RDD v.s. Dataset for Spark production code - apache-spark

Is there any industrial guideline on writing with either RDD or Dataset for Spark project?
So far what's obvious to me:
RDD, more type safety, less optimization (in the sense of Spark SQL)
Dataset, less type safety, more optimization
Which one is recommended in production code? Seems there's no such topic found in stackoverflow so far since Spark is prevalent in the past few years.
I can already foresee the majority of the community is with Dataset :), hence let me quote first a downvote for it from this answer (and please do share opinions against it):
Personally, I find statically typed Dataset to be the least useful:
Don't provide the same range of optimizations as Dataset[Row] (although they share storage format and some execution plan optimizations it doesn't fully benefit from code generation or off-heap storage) nor access to all the analytical capabilities of the DataFrame.
There are not as flexible as RDDs with only a small subset of types supported natively.
"Type safety" with Encoders is disputable when Dataset is converted using as method. Because data shape is not encoded using a signature, a compiler can only verify the existence of an Encoder.

Here is an excerpt from "Spark: The Definitive Guide" to answer this:
When to Use the Low-Level APIs?
You should generally use the lower-level APIs in three situations:
You need some functionality that you cannot find in the higher-level APIs; for
example, if you need very tight control over physical data placement across the
cluster.
You need to maintain some legacy codebase written using RDDs.
You need to do some custom shared variable manipulation
https://www.oreilly.com/library/view/spark-the-definitive/9781491912201/ch12.html
In other words: If you don't come across these situations above, in general better use the higher-level API (Datasets/Dataframes)

RDD Limitations :
No optimization engine for input:
There is no provision in RDD for automatic optimization. It cannot make use of Spark advance optimizers like catalyst optimizer and Tungsten execution engine. We can optimize each RDD manually.
This limitation is overcome in Dataset and DataFrame, both make use of Catalyst to generate optimized logical and physical query plan. We can use same code optimizer for R, Java, Scala, or Python DataFrame/Dataset APIs. It provides space and speed efficiency.
ii. Runtime type safety
There is no Static typing and run-time type safety in RDD. It does not allow us to check error at the runtime.
Dataset provides compile-time type safety to build complex data workflows. Compile-time type safety means if you try to add any other type of element to this list, it will give you compile time error. It helps detect errors at compile time and makes your code safe.
iii. Degrade when not enough memory
The RDD degrades when there is not enough memory to store RDD in-memory or on disk. There comes storage issue when there is a lack of memory to store RDD. The partitions that overflow from RAM can be stored on disk and will provide the same level of performance. By increasing the size of RAM and disk it is possible to overcome this issue.
iv. Performance limitation & Overhead of serialization & garbage collection
Since the RDD are in-memory JVM object, it involves the overhead of Garbage Collection and Java serialization this is expensive when the data grows.
Since the cost of garbage collection is proportional to the number of Java objects. Using data structures with fewer objects will lower the cost. Or we can persist the object in serialized form.
v. Handling structured data
RDD does not provide schema view of data. It has no provision for handling structured data.
Dataset and DataFrame provide the Schema view of data.

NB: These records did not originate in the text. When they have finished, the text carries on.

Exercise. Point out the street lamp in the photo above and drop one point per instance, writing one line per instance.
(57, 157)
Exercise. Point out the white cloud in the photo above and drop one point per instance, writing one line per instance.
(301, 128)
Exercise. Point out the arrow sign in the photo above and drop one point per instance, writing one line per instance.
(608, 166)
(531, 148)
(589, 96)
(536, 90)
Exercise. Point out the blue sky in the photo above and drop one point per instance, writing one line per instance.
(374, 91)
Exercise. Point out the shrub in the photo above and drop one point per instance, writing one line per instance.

It is a distributed collection of data organized into named columns.
This was all in limitations of RDD in Apache Spark so introduced Dataframe and Dataset .
When to use Spark DataFrame/Dataset API and when to use plain RDD?
https://databricks.com/blog/2016/07/14/a-tale-of-three-apache-spark-apis-rdds-dataframes-and-datasets.html
https://dzone.com/articles/apache-spark-3-reasons-why-you-should-not-use-rdds#:~:text=Yes!,data%20analytics%2C%20and%20data%20science.
https://data-flair.training/blogs/apache-spark-rdd-limitations/

Related

What are the differences between GraphX's memory-based shuffle and Spark Core's shuffle

From the paper "GraphX: Graph Processing in a Distributed Dataflow Framework" (Gonzalez et al. 2014) I learned that GraphX modified Spark shuffle:
Memory-based Shuffle: Spark’s default shuffle implementation materializes the temporary data to disk. We modified the shuffle phase to materialize map outputs in memory and remove this temporary data using a timeout.
(The paper does not explain anything more on this point.)
It seems that this change aims at optimizing shuffles in the context of highly iterative graph processing algorithms.
How does this "Memory-based shuffle" works exactly, how it differs from the Spark Core's one and what are the pros and cons: why it is well suited for graphx use cases and not for other Spark jobs ?
I failed to understand the big picture directly from GraphX/Spark sources and I also struggled finding the information out there.
Apart from an ideal answer, comments with links to sources are welcomed too.
I failed to understand the big picture directly from GraphX/Spark sources
Because it was never included in the mainstream distribution.
Back when the first GraphX version was developed Spark used Hash based shuffle, which was rather inefficient. It was one of the main bottlenecks in Spark jobs, and there was significant research into developing of alternative shuffle strategies.
Since GraphX algorithms are iterative and join-based, improving shuffle speed was an obvious path.
Since then, pluggable shuffle manager has been introduced, as well as new sort based shuffle, which finally turned out to be fast enough to make both hash-based shuffle and ongoing work on providing generic memory-based shuffle obsolete.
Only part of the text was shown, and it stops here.